Rice diz ter plano para apoiar democracia no Irã

The New York Times
John O'Neil

Em Washington
A secretária de Estado americana, Condoleezza Rice, disse a uma comissão do Senado nesta quarta-feira (15/02) que pretende pedir US$ 75 milhões para promover a democracia no Irã, mas encontrou perguntas afiadas dos democratas sobre se as políticas do governo Bush estão promovendo a ascensão de governos antiamericanos em todo o mundo.

Rice disse à Comissão de Relações Exteriores do Senado que o dinheiro para o Irã, além dos US$ 10 milhões já previstos no atual orçamento, será usado "para apoiar as aspirações democráticas da população iraniana" e contrabalançar a influência do novo regime linha-dura de Teerã.

"Ninguém quer ver o Oriente Médio dominado pela hegemonia iraniana, especialmente quando eles têm acesso à tecnologia nuclear", disse Rice, e mais tarde chamou o Irã de "nosso maior desafio estratégico" na região.

Ela disse em sua declaração previamente preparada que os US$ 75 milhões extras "nos permitiriam aumentar nosso apoio à democracia e melhorar nossas transmissões de rádio, iniciar a transmissão de TV via satélite, aumentar os contatos entre nossas populações através de mais bolsas de estudos para estudantes iranianos e reforçar nossas iniciativas públicas em prol da democracia".

O grosso do dinheiro, US$ 50 milhões, iria para o estabelecimento de uma transmissão de televisão ininterrupta para o Irã no idioma farsi, segundo um oficial do Departamento de Estado, juntamente com aperfeiçoamentos nas transmissões de rádio e satélite.

"As políticas do regime estão ameaçando o total isolamento do Irã, e a população iraniana não deve sofrer isso", disse Rice à comissão do Senado.

Rice e outros membros do governo intensificaram suas críticas ao Irã nas últimas semanas, pressionando por sanções da ONU contra seu programa nuclear e acusando o governo do presidente Mahmoud Ahmadinejad de fomentar protestos violentos contra a publicação de desenhos satíricos representando o profeta Maomé.

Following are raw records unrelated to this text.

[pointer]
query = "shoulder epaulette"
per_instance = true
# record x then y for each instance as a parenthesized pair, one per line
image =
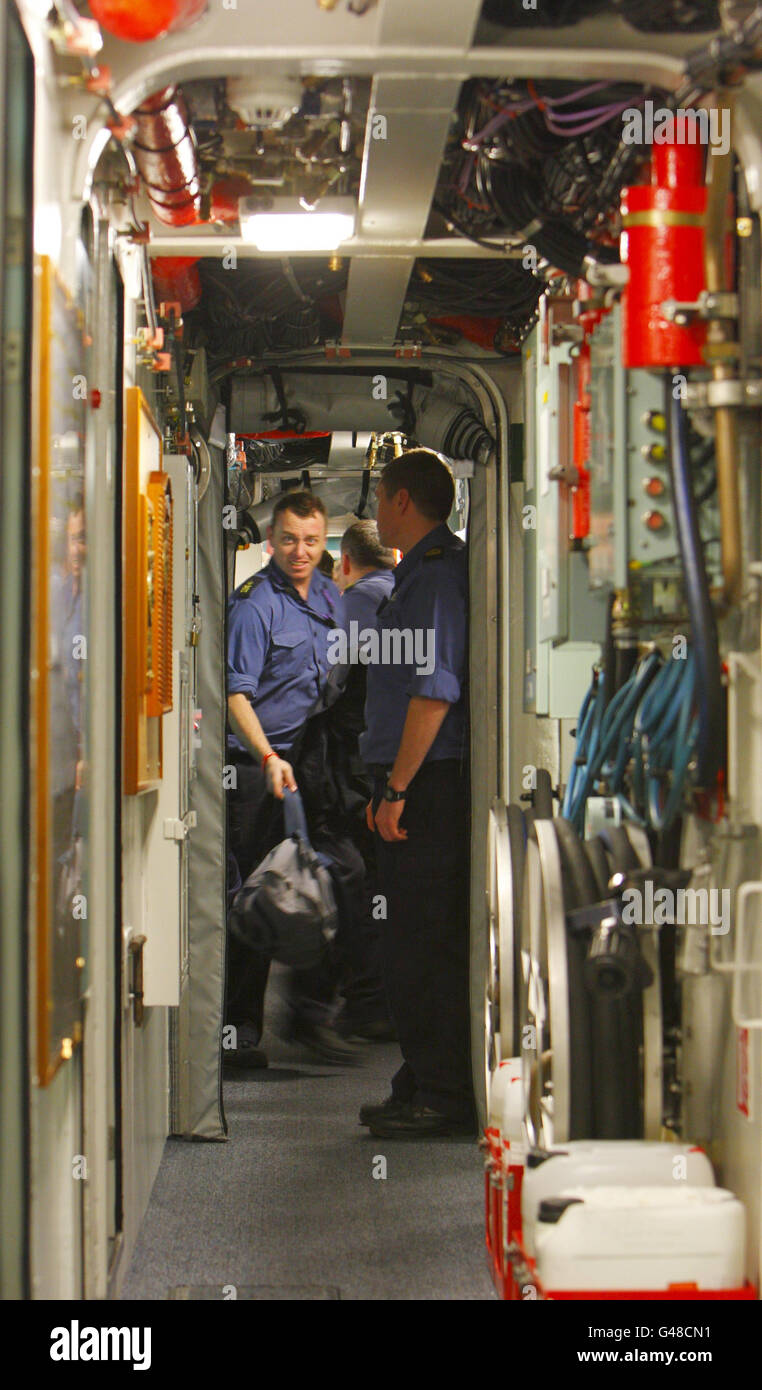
(249, 584)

Mas o enfoque no Irã na quarta-feira também refletiu uma sensação de que sua posição cresceu conforme a região mudou nos últimos anos, com um governo amigável dominado por xiitas preparando-se para assumir no Iraque, o Hamas vencendo as eleições para o Parlamento palestino e grupos radicais como o Hezbolah e a Irmandade Muçulmana conquistando votos no Líbano e no Egito.

O senador Joseph R. Biden, de Delaware, o principal democrata do painel, disse que qualquer sanção ao Irã que inclua um embargo das compras de petróleo "teria um impacto negativo drástico". O senador republicano Chuck Hagel, de Nebraska, chamou o Irã de "o país mais poderoso do Oriente Médio" e "o mais difícil".

Hagel comentou que os iranianos têm os militares americanos muito perto, no Iraque e no Afeganistão, e que há países da região --Israel, Índia e Paquistão-- que possuem armas nucleares.

Hagel elogiou o governo por trabalhar estreitamente com a Agência Internacional de Energia Atômica para tentar conter o programa nuclear do Irã, dizendo que foi uma mudança da postura indiferente que prevaleceu antes da invasão do Iraque em 2003.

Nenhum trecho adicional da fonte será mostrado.